The AgBOT Competition
To create a full-scale autonomous vehicle to navigate, fertilize, identify and eradicate weeds in an agricultural field
The AgBot Challenge
The project requires the simultaneous integration of automating 6 unique operations
- Power System
- Vehicle Navigation
- Chemical sprayer
- Crop Pesticides (3 different types)
- Crop Fertilizer (1 type)
- Physical weed eradication
- Multivator blades
- Weed Identification
- Centralized controller
Purdue’s AgBOT: Our Solution
Our robot is projected to autonomously:
- Identify and locate 3 common types of weeds and corn plant
- Physically eradicate all weeds outside the lines of crop
- Apply pesticide to weeds with the correct pesticide (3 types)

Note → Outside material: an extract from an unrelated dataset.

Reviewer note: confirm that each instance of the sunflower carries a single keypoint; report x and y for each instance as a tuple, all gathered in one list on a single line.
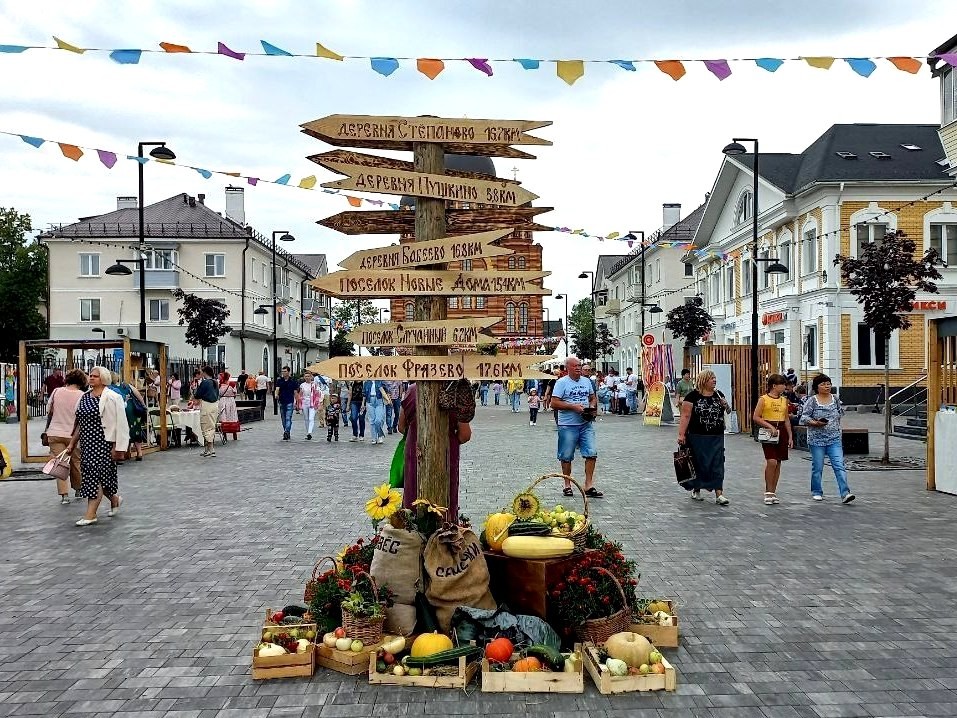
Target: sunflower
[(384, 503)]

- Apply fertilizer to corn crops
Miscellaneous Project Information
The 2016 Yamaha Viking VI EPS, Ranch Edition
Our Design Overview
1. Power System
A spare engine was mounted to the bed of the Yamaha vehicle. A gearbox adapter was fabricated to convert the engine’s RPM to the correct RPM for the Multivator’s PTO shaft. The engine’s clutch could be activated via button, which would engage the the Multivator’s blades.
2. Vehicle Navigation
The Yamaha vehicle’s power steering was re-wired to allow for control via activation of relays. The relays were controllable via our central control system, and could be engaged autonomously.
3. Chemical Spray System
A large water tank was installed into the back of the Yamaha vehicle. A pump transported water to the back of the vehicle. Using 8 venturi mixers, concentrated pesticide or fertilizer mixed with the water line as it flowed towards one of 8 nozzles. Solenoid valves were controlled via MOSFETs, and were controllable via the centralized control system.
4. Physical Weed Eradication (Multivator)
Physical weed removal is achieved by utilizing the Multivator, a farm cultivator. Generously donated by Ford, our team mounted 3 winches to the infrastructure to control the actuation (deploy/retract) of each Multivator head via the press of a button. The power system, once engaged, would turn the blades for weed eradication.
5. Weed Identification
By means of integrating machine learning principles, the identification system was aimed at having the centralized controller automatically differentiate and identify between 3 types of weeds and corn crops. Using 6 Logitek cameras in the front of the vehicle as input, the identification system would reference an archive of weed/crop photos in different conditions to output the final plant identification autonomously.
6. Centralized Controller
All sub-systems on this AgBot robot were centrally controlled via the master central controller. This central controller consisted of a NI MyRio, a Raspberry Pi, and a Dell desktop computer, and were mounted in the back seats of the Yamaha vehicle.